La dernière rentrée, sur fond de suppressions massives de postes, et avec une carte scolaire assouplie (avant d'être démantelée), a déjà été un couronnement pour Xavier Darcos. En 1992, alors inspecteur général de l'Education nationale, il a fondé, avec quelques hauts fonctionnaires du ministère, la très droitière association « Créateurs d'école ». Aujourd'hui, il est ministre, son ami Dominique Antoine, autre adhérent de cette association, est le conseiller culture du Président. Quant à Maurice Quénet, qui en faisait partie aussi, il est devenu Recteur de Paris. Mais il est également connu pour avoir occupé dans les années 75, un poste de secrétaire du Club de l'Horloge.
Petit rappel : le rêve de ce club, boîte à idées de l'extrême-droite, était l'intégration du FN dans une alliance de gouvernement ! L'idée d'une suppression de la carte scolaire, dada de Darcos, est d'ailleurs apparue pour la première fois en 1984, dans une lettre de Le Pen aux parents d'élèves.

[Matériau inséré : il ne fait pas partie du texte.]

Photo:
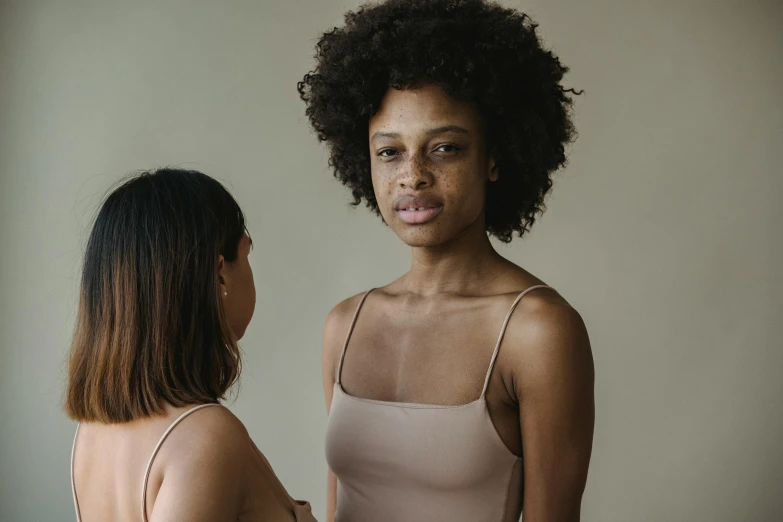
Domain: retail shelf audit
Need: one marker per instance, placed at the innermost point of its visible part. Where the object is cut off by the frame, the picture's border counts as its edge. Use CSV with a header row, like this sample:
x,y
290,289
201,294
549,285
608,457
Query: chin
x,y
421,237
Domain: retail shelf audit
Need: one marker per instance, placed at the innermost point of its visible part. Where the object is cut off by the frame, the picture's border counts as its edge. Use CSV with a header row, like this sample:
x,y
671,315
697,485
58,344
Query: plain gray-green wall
x,y
664,230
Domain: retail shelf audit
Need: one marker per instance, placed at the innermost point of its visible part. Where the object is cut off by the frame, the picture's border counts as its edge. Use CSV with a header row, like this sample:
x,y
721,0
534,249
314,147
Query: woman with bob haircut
x,y
166,294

C'est l'un des « détails » que rappellent les auteurs de « Main basse sur l'école publique », un livre, sorti fin août, qui dresse le portrait des mauvaises fréquentations du ministre.

IDEOLOGIE FORCENEE
 Vincent Laarman, par exemple, correspondant français d'un lobby américain intitulé « Alliance for the Separation of School and State » est président de « SOS Education ». Cette association, très influente au Ministère de l'Education, a lancé la campagne pour le service minimum à l'école. Laarman est aussi un fidèle disciple de Philippe Nemo, cofondateur de... « Créateurs d'école »  et pourfendeur du « monopole scolaire » (comprendre l'école publique).Autre source d'inspiration pour Darcos, selon les auteurs du livre, Emmanuelle Mignon, la toute proche conseillère de Sarko qui vient de quitter le Château, et qui, dès 2004, proclamait : « Je suis pour une privatisation totale de l'Education nationale ». En attendant cet heureux jour, l'enseignement privé, à 90 % catho, se taille la part du lion. Le livre dresse la liste impressionnante de tous les petits et gros cadeaux qui lui ont été faits depuis le retour de la droite en 2002. Désormais, Darcos a voulu passer à la vitesse supérieure et transférer sur les communes, les départements ou les régions l'acte d'enseigner.
En fait, pour y parvenir, il tente de détruire à tous les étages le concept fondateur d'éducation. Il revient, à l'école  élémentaire, sur la vision réactionnaire « d'instruction » et à l'école maternelle, il insère la seule notion « d'accueil ». Inutile d'expliquer cette mutation aux parents qui, conditionnés par des statistiques tronquées ou biaisées ne comprennent pas,  dans leur grande majorité, l'énorme écart entre ces termes. La pédagogie, véritable enjeu du système éducatif, est bien évidemment condamnée car dangereuse. Les IUFM disparaîtront afin d'éviter que les enseignants réfléchissent trop à la réalité de l'acte d'enseigner, pour se contenter d'être des transmetteurs de savoirs standardisés. Or, on peut prévoir une crise profonde pour la génération future qui sera victime de ce choix idéologique, puisque jamais la société n'a eu autant besoin de personnes responsables, autonomes et capables de se former seules en permanence. Rien n'y fera, par tous les moyens Darcos arrivera à ses fins et détruira, parfois avec la complicité de certains enseignants (voir plus haut), les fondations de l'enseignement.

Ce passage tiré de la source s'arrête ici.